Authors comments:
Cookbooks reflect everyone's differing styles. But I cannot imagine how some recipes get into some cookbooks. Are they jokes to see if anyone would really try this recipe if I included it? There are rules to determine if a cookbook is any good. Look at one or two recipes for food that you know how to make. If the recipe completely misses it, don't try it and there is no reason to assume that other recipes in the same book are any better. Also, if a recipe book has only three ingredients to make a dish, the author most likely does not know what they are writing about. The best food is very complex and this requires many ingredients. The best example is the original Paul Prudhome cajon cookbook. The gumbo and red beans and rice recipes have over a dozen ingredients. And those two recipes (and his praline recipe) are unsurpassed. I assume that the rest are most likely very good as well. They also are serious proof that the calorie is the best unit of measure of flavor. Like the time we tried to make the gumbo without the bacon that is called for. Melinda and I agreed that it just missed something and nothing I tried helped. Then I addred two tablespoons of bacon fat. Then it was perfect. I believe that eating healthy food does not help you live longer. It just seems like it. Like a month I spent one week in Dayton.

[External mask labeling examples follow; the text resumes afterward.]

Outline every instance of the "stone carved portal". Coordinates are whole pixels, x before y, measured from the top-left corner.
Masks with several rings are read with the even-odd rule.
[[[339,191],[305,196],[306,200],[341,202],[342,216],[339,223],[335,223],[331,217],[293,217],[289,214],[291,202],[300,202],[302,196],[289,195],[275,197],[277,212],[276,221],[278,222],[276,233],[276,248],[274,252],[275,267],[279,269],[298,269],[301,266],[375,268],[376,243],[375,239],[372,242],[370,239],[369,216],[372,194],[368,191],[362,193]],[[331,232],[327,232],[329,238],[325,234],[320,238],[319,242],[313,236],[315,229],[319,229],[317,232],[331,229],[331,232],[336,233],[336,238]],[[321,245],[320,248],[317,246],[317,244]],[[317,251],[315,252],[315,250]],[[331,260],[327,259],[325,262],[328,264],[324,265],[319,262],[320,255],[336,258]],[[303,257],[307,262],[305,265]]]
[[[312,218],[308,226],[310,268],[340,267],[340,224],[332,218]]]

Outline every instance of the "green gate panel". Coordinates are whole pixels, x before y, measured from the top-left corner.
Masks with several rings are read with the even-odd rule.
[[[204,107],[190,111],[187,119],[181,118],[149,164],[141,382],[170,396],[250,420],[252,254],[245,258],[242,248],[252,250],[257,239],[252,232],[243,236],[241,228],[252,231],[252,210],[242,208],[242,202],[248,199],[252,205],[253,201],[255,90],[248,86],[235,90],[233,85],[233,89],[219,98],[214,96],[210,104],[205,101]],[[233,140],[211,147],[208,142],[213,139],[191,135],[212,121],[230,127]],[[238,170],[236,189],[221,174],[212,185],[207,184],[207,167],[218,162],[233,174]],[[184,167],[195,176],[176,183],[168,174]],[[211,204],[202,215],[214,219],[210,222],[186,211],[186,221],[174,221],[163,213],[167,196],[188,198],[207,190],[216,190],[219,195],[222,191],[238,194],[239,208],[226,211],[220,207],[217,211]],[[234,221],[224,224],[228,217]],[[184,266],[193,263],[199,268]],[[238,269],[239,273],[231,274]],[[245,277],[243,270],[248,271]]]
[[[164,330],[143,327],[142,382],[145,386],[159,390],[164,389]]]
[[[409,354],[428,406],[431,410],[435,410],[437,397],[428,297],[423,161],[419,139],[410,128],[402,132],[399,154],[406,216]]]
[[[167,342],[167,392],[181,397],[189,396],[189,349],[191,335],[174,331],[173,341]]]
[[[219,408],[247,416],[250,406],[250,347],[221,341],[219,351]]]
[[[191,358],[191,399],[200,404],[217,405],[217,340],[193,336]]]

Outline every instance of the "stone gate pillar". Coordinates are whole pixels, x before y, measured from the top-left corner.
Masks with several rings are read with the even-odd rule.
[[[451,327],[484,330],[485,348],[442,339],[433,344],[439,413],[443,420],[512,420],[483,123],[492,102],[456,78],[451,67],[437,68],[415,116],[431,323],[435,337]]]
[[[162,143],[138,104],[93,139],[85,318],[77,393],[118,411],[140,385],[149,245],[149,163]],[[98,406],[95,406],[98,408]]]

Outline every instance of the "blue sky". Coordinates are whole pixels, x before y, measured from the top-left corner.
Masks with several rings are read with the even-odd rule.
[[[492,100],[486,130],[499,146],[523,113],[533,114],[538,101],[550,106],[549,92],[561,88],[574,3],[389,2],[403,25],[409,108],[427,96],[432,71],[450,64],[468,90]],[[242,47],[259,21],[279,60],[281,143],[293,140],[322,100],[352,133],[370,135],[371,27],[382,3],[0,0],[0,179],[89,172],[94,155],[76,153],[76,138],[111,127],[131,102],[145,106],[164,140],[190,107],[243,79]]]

There are several styles of cookbooks for different audiences. There are serious cookbooks like the Diane Kennedy Mexican Food Cookbooks that are for people that like good mexican food and know it. There are other cookbooks like the "Mexico the Beautiful" cookbook that have decent recipes but great pictures of the country and of the food. And great writeups about the people in the region. But perhaps not serious recipes. Also, there are cookbooks from chefs that are famous like Rick Balis and Mark Miller that reflect foods of their famous restaurants (Frontera Grill and Cayote Cafe).